Inzwischen ist es wirtschaftlich darstellbar, selbst minimale Preise für in-game-Käufe abzurechnen. Bislang mussten heavy users („die Wale“, die für in-game-Käufe von virtuellen Gütern sehr viel Geld ausgeben), die Masse kostenlos spielender „Heringe“ subventionieren. Effizientere Zahlungs- und Abrechnungsmodalitäten machen nun auch diese Heringsmasse als Zahler wirtschaftlich interessant.

Freizeit:

Immer mehr Menschen haben immer mehr Freizeit; daran wird sich nichts ändern, im Gegenteil: Die Entwicklung des Freizeitüberangebotss wird an Geschwindigkeit und Umfang weiter zunehmen.

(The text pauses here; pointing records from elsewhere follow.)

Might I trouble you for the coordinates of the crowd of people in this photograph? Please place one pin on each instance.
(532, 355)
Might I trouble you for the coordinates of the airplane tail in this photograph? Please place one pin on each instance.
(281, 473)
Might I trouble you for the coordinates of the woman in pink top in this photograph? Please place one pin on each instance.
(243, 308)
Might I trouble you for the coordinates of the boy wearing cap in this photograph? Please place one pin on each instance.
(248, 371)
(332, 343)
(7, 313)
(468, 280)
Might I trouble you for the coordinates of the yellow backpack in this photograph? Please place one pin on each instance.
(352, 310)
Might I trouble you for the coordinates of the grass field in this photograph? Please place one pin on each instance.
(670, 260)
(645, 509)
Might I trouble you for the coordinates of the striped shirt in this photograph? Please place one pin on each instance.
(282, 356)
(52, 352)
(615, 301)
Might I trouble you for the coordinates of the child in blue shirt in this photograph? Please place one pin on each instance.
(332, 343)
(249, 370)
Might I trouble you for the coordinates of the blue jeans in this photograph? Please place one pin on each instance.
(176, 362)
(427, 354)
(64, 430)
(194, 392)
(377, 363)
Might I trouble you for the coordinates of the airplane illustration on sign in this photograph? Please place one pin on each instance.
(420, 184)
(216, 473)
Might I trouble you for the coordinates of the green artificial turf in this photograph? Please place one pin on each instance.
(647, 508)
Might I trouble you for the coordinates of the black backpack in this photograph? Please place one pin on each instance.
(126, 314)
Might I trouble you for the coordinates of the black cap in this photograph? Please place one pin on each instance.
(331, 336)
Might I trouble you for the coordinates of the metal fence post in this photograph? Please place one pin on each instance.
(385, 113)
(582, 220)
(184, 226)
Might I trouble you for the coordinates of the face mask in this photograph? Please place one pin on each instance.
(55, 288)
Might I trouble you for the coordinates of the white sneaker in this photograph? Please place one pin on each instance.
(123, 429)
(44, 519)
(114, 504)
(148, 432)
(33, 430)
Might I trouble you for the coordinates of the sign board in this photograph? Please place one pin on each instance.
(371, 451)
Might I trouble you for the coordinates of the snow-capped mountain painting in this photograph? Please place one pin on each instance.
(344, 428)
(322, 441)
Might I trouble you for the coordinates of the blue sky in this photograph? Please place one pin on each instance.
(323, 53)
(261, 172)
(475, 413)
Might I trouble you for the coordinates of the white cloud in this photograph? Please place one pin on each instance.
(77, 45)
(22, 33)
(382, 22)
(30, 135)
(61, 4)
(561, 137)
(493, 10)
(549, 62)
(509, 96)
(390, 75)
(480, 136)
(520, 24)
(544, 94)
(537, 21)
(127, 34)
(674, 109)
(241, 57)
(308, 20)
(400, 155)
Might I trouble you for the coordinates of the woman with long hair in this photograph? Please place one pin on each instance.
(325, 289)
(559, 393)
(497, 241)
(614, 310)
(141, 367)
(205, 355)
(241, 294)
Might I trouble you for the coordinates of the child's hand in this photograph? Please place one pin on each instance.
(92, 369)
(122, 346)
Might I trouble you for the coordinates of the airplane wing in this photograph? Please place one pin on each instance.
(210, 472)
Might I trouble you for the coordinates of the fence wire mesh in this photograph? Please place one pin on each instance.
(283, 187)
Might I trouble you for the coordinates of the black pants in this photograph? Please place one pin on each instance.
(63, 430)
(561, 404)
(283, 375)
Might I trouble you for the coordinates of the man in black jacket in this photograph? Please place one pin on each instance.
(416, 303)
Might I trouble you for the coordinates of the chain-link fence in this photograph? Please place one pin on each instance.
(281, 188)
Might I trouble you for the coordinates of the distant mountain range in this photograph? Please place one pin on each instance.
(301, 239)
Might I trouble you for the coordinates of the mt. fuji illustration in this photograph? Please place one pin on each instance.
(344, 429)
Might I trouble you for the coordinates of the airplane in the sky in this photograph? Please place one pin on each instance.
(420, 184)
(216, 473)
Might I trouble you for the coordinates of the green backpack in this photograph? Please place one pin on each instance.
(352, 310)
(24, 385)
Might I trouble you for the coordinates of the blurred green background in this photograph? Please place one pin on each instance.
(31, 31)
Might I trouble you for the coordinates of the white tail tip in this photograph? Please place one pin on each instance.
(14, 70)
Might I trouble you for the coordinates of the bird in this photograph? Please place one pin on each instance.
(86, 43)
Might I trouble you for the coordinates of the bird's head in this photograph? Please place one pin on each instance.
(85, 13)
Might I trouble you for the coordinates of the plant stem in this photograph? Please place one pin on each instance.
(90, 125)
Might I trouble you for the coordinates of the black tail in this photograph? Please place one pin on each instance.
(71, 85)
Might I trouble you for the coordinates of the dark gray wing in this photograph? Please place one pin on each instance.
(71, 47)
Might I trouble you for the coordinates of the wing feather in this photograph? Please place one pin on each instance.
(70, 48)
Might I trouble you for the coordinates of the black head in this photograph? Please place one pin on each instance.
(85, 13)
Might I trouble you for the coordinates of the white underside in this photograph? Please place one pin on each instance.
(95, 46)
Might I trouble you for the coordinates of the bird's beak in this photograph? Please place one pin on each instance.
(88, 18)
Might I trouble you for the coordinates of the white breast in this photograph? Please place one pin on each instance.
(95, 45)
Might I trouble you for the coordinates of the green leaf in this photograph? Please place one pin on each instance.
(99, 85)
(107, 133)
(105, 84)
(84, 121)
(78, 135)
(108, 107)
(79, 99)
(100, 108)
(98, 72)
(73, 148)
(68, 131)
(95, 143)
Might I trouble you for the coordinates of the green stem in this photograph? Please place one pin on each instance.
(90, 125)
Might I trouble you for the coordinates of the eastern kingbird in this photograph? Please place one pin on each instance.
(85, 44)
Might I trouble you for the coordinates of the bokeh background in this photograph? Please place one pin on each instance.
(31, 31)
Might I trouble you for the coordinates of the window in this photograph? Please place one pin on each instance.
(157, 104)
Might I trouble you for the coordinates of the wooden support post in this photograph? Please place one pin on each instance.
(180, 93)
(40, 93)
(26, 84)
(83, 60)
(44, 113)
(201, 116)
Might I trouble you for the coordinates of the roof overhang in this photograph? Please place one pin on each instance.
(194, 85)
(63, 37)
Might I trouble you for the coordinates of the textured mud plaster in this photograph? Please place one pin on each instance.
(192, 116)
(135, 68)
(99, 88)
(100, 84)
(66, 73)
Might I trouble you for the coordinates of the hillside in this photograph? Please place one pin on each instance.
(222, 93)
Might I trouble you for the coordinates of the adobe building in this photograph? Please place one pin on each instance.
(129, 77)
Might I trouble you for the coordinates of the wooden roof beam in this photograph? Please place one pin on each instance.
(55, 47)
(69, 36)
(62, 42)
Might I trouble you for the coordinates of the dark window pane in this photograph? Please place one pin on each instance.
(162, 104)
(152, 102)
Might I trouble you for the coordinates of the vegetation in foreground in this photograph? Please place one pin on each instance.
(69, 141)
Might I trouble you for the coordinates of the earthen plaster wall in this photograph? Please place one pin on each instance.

Erfolgsmessung – Machine Learning macht es möglich:

In-game analytics, Spielersegmentierung, customer acquisition cost, retention, cross selling, churn,…. Kein Konsumprodukt lässt sich heute so präzise und schnell nach Nutzerbedarfen aussteuern wie das Angebot der Spieleindustrie.

Alleinstellung:

Die globale Spielewirtschaft (2018: 96 Mrd. USD) ist inzwischen größer als die globale Zeitungsverlagsindustrie (2017: 93 Mrd. USD). Woran liegt das? Die neue Medienwelt führt weltweit zu Überforderungserscheinungen hinsichtlich tradierter Freizeitangebote Kunst, Literatur, Musik, Theater, Sport und Reisen. Bis auf den Sport und das Reisen, bei denen „Fortbewegung“ Programm ist, sind klassische Freizeitangebote im Vergleich zum Games Content schlicht zu anstrengend: sie erzwingen Aufenthalts- und Medienbrüche und sie überfordern die zunehmend kürzer werdende Aufmerksamkeitsspanne der meisten Menschen. Damit gewinnen online und offline Gaming alters- und soziale Schichten übergreifend ein alle anderen Freizeitangebote marginalisierendes Gewicht.

Substitution:

Mobile Games sind entweder überhaupt kein Substitut für Video Games oder sie fungieren als mobiler Arm der Video Games Anbieter und bewirken Nutzerretention und -Akquisition, schaden ihr also nicht, sondern helfen ihr. Nur als Absatzkanal der Werbewirtschaft kann man von einer Konkurrenz zwischen mobile und Desktop/Konsole sprechen. Aber auch das macht wenig Sinn, da eine so generische Segmentierung dem spezifischen Matchingbedarf zwischen einer Werbebotschaft und einem spezifisch passenden Contentangebot nicht gerecht wird.

Welche Treiber wirken nur vorübergehend?

Viel Wind wird derzeit um „immersive Technologien“, Virtual und Augmented Reality sowie 3D gemacht. Ohne Frage sind das für die Videospieleindustrie momentan interessante Treiber.

Doch die Erwartung, dass darüber nachhaltig Wachstum gesichert oder gesteigert werden kann, ist naiv. Gute Games leben von spielintrinsischen spezifischen Erfolgsmerkmalen, dem Story telling und dem Game Design. Man erkennt das auch an dem Erfolg mobiler (Indie-) Mini Games, die weitestgehend ohne graphisches Brimborium auskamen und erst jetzt langsam unter Nutzung von Cloud Services ihr graphisches Niveau steigern können und müssen.

VR und AR sind Momente, die zu bisher schon überaus erfolgreichen Gaming-Angeboten hinzutreten. Überspitzt formuliert: AR und VR konkurrieren mit Games, weil sie ein zusätzliches Erlebnismoment schaffen, das gute Spiele selbst nicht unbedingt benötigen.

Die Situation lässt sich mit dem nur sehr bedingt erfolgreichen Mehrwert des 3D-Renderings von Kinofilmen vergleichen. Die kann man mit oder ohne Spezialbrille anschauen. Hauptsache, „der Film ist gut”.